Again the vacuous, imbecile smile took possession of her features, and her voice,
dropping its harshness, resumed the soft, well-modulated tones with which she
had first addressed him. Now she attempted by signs to indicate her wishes, and
motioning Smith-Oldwick to follow her she went to the hangings and opening
them disclosed the alcove. It was rather more than an alcove, being a fair-sized
room heavy with rugs and hangings and soft, pillowed couches. Turning at the
entrance she pointed to the corpse upon the floor of the outer room, and then
crossing the alcove she raised some draperies which covered a couch and fell to
the floor upon all sides, disclosing an opening beneath the furniture.
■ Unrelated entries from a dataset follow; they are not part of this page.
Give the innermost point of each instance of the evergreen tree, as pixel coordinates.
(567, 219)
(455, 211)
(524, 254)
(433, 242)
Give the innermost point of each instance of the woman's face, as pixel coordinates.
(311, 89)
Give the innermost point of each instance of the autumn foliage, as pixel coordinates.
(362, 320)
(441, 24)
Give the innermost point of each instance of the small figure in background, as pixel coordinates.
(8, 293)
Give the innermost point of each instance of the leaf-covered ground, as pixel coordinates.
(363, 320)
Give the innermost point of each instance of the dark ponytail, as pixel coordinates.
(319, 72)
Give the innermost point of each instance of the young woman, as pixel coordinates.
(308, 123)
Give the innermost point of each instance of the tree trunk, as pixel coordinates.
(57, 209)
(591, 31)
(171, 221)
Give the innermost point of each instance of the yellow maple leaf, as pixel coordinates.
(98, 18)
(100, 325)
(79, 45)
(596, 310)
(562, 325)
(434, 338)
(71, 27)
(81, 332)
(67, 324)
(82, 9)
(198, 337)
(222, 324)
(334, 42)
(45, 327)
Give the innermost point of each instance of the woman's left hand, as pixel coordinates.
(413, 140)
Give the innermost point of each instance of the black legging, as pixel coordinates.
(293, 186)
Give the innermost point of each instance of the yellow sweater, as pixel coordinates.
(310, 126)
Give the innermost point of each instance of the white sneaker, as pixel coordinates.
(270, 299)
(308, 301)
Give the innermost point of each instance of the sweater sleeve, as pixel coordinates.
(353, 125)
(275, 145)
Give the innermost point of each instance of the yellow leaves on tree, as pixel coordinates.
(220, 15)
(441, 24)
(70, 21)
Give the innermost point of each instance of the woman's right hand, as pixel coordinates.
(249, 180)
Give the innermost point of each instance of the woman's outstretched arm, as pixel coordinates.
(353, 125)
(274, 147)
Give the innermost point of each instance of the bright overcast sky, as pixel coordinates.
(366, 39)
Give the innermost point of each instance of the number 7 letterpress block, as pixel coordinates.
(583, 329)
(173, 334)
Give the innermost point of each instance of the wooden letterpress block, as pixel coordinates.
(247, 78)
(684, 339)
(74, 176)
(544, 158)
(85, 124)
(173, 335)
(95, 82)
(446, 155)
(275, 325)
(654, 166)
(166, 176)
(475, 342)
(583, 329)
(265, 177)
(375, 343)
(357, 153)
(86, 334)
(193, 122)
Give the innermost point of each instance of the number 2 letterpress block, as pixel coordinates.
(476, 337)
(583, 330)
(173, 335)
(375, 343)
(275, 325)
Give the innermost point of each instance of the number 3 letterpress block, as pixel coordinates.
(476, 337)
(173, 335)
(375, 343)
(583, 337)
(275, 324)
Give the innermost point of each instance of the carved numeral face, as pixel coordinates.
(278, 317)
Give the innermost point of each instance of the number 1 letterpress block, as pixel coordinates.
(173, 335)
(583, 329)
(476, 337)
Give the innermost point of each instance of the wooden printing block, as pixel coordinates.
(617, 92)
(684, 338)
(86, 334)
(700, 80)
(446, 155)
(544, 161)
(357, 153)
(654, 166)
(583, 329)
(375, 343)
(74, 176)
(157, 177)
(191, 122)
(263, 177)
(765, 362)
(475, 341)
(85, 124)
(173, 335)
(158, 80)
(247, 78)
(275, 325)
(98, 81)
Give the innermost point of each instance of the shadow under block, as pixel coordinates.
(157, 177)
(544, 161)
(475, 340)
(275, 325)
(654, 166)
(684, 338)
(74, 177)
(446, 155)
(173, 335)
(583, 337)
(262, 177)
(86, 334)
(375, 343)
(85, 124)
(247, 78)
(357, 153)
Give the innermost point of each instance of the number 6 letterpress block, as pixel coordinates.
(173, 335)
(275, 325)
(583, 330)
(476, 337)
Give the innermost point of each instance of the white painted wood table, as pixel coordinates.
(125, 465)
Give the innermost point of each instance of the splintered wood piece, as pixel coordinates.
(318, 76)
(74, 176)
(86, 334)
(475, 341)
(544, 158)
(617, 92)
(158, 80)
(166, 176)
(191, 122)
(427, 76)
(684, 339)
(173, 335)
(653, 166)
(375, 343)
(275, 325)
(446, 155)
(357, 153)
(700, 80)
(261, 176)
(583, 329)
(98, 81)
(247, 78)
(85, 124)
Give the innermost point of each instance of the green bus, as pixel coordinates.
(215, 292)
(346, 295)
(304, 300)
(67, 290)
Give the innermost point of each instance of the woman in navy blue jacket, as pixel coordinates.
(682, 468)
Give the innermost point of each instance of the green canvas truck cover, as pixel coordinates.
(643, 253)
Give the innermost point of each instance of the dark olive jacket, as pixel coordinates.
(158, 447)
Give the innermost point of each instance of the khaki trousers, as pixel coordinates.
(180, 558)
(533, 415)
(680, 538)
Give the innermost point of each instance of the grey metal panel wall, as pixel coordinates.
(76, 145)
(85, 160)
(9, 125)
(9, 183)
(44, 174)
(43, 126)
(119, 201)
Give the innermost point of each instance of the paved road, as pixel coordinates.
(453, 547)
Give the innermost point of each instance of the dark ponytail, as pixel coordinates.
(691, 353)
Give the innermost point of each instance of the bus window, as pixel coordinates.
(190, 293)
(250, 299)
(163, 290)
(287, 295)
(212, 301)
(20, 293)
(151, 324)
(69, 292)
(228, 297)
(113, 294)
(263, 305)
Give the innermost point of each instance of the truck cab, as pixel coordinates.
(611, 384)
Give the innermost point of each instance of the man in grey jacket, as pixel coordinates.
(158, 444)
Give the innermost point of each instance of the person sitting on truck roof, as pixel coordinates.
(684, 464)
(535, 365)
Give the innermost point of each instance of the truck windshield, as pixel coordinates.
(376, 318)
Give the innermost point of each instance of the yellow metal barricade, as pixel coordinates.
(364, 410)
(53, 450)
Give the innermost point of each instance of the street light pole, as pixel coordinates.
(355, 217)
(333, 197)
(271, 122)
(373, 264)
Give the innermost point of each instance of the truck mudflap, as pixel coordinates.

To this opening she pointed and then again to the corpse, indicating plainly to the
Englishman that it was her desire that the body be hidden here. But if he had
been in doubt, she essayed to dispel it by grasping his sleeve and urging him in
the direction of the body which the two of them then lifted and half carried and
half dragged into the alcove. At first they encountered some difficulty when they
endeavored to force the body of the man into the small space she had selected for
it, but eventually they succeeded in doing so. Smith-Oldwick was again
impressed by the fiendish brutality of the girl. In the center of the room lay a
blood-stained rug which the girl quickly gathered up and draped over a piece of
furniture in such a way that the stain was hidden. By rearranging the other rugs
and by bringing one from the alcove she restored the room to order so no outward
indication of the tragedy so recently enacted there was apparent.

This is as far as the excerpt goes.